Caminin avlusuna üç kapıdan girilebilmektedir. Bu özelliğinden dolayı birçok semt sakinleri, caminin bir kapısından girer, cami avlusundan geçer ve diğer kapısından çıkarak kestirme bir geçiş güzergâhı olarak ta kullanırlar.
Avlusunda; Dört Sahabe, Çifte Sultanlar ( Peygamber Efendimiz (S.A.V.) in torunu Hz. Hüseyin (R.A.) in kızları Hz. Fatıma ve Hz. Sakine'nin kabirleri. ), Sarı Sıdıka ( Bizans İmparatoru Konstantin'in müslüman olan kızı Prenses Katerina'nın kabri. ), Hacı Beşir Ağa tarafından 1737 yılında yaptırılan sütun şeklindeki çeşme, kuşların su içebilmesi için mermerden yapılmış “kuş sulağı” ve sırlarla dolu yaşlı “servi ağacı” bulunur.

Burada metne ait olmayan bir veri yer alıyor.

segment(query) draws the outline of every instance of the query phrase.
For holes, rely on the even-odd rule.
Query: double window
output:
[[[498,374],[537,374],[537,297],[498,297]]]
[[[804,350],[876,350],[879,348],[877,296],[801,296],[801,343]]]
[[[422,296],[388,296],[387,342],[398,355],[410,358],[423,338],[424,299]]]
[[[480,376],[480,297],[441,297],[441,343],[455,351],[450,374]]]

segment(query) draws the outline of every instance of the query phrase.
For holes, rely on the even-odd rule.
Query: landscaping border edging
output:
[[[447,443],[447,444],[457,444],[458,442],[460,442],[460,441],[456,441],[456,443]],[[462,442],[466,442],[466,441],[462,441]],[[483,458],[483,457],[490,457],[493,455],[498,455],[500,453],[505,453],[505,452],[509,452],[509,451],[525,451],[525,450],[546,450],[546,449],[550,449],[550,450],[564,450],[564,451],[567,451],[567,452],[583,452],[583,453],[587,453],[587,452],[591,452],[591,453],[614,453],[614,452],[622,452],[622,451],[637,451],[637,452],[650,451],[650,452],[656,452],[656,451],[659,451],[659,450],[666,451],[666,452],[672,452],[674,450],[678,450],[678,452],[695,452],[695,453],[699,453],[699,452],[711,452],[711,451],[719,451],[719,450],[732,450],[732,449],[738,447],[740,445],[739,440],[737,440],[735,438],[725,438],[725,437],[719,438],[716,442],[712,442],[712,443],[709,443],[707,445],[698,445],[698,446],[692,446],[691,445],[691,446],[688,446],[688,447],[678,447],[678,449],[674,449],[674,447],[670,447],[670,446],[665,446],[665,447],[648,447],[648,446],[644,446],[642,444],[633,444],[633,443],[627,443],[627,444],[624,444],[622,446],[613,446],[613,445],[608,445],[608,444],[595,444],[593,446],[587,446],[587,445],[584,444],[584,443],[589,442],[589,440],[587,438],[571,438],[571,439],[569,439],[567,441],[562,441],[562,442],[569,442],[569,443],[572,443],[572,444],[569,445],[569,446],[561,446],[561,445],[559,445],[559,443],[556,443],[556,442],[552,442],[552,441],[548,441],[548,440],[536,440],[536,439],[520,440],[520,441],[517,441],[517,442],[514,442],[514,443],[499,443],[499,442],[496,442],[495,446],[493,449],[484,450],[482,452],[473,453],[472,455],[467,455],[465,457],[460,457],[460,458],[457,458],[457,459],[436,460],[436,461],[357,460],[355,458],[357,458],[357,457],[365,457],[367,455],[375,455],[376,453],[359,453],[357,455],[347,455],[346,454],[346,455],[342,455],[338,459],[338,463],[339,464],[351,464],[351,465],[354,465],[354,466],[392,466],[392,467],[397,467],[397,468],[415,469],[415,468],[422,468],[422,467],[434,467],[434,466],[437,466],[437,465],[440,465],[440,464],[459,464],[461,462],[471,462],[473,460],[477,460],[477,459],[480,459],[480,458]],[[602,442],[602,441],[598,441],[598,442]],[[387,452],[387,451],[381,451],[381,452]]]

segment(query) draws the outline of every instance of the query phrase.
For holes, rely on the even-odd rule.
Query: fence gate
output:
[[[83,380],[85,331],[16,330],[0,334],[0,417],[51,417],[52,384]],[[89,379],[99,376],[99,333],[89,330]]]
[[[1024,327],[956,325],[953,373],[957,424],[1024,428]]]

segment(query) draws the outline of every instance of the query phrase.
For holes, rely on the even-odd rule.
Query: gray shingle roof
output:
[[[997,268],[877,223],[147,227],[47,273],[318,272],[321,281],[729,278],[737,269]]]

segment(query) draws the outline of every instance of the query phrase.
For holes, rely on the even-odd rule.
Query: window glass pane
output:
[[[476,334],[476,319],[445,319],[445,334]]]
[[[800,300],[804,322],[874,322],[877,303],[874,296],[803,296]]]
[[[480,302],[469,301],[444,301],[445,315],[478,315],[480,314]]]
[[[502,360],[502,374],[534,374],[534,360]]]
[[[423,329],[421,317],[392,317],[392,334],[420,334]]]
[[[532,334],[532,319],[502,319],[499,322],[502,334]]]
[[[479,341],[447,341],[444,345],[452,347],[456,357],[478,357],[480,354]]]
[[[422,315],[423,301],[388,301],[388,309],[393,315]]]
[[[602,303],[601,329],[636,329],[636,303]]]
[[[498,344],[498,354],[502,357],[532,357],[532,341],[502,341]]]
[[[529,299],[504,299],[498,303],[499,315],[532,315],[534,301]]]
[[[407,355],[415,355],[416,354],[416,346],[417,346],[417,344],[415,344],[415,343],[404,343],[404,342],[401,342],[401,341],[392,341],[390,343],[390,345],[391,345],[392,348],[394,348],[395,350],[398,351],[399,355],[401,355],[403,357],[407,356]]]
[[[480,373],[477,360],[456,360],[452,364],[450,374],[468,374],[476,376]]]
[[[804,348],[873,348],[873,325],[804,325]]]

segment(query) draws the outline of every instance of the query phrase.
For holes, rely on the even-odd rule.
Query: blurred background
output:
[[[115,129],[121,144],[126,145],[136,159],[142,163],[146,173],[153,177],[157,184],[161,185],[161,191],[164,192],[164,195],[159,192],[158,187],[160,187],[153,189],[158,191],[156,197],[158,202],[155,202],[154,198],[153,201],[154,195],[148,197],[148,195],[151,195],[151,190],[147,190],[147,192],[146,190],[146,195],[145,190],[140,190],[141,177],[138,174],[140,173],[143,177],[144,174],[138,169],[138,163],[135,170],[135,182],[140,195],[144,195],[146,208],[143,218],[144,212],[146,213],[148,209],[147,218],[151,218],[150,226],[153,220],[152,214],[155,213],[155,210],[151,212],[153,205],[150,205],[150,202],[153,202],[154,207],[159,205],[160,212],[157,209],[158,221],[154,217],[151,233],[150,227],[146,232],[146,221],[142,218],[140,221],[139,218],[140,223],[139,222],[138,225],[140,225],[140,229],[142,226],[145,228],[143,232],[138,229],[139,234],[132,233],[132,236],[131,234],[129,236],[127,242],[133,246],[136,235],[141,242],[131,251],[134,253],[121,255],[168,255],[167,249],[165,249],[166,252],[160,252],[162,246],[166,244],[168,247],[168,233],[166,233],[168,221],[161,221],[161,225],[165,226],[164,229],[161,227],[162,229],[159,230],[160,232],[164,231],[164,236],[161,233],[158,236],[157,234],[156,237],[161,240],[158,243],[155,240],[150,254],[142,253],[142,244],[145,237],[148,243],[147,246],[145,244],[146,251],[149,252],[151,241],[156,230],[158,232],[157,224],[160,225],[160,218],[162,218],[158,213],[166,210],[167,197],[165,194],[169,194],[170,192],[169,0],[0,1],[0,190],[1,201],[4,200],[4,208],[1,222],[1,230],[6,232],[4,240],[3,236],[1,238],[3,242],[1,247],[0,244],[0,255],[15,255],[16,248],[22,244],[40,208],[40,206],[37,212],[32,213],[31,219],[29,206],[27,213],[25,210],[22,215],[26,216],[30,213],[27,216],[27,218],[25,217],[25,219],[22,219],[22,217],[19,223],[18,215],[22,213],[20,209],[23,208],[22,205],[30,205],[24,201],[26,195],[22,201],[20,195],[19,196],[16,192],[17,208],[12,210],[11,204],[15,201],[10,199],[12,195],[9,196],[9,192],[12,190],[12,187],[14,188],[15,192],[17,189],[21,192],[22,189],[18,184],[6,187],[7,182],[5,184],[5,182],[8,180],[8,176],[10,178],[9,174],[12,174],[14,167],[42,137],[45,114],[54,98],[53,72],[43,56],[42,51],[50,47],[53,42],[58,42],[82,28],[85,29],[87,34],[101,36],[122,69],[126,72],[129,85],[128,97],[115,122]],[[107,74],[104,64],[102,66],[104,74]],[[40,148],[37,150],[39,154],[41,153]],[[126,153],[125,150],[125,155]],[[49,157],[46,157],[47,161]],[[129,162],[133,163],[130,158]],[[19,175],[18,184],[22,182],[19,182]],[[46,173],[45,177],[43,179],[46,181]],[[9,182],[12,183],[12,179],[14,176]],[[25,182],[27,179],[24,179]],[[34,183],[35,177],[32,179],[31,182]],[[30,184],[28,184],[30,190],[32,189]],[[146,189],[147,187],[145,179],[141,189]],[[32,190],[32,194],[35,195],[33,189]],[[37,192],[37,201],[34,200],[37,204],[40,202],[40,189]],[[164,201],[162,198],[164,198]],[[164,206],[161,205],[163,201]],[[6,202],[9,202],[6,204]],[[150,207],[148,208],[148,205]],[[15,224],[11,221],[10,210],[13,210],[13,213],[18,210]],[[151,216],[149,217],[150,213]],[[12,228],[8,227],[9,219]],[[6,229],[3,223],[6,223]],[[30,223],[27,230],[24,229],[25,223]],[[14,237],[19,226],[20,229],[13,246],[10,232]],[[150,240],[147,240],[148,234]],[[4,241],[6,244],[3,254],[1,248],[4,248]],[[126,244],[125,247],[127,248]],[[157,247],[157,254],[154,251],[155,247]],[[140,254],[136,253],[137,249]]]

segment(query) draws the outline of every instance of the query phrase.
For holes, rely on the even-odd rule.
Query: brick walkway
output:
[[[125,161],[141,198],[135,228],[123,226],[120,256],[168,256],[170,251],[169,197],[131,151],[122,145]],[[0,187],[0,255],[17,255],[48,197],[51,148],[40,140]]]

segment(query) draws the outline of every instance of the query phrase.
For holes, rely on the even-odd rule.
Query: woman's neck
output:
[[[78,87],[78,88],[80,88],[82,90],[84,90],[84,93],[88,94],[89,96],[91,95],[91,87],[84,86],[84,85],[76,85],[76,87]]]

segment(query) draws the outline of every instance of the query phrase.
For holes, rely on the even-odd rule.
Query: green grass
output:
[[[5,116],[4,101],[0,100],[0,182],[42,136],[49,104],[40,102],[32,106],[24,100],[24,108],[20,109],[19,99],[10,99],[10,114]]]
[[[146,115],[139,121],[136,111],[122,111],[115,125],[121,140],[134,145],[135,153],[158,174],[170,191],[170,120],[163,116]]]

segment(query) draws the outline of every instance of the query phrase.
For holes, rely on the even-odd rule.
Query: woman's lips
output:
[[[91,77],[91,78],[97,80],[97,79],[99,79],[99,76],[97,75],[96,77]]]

Avluya giriş kapısının yanındaki mermer işleme kaplı ve kubbeli sebil Sadrazam Rıfat Paşa tarafından 1854 yılında yaptırılmıştır. İçinde faal olmayan kuyu mevcuttur. Caminin yanındaki Kız Kuran Kursunun yanında Şeyh Sümbül Efendi Hazretlerinin çilehanesi bulunur.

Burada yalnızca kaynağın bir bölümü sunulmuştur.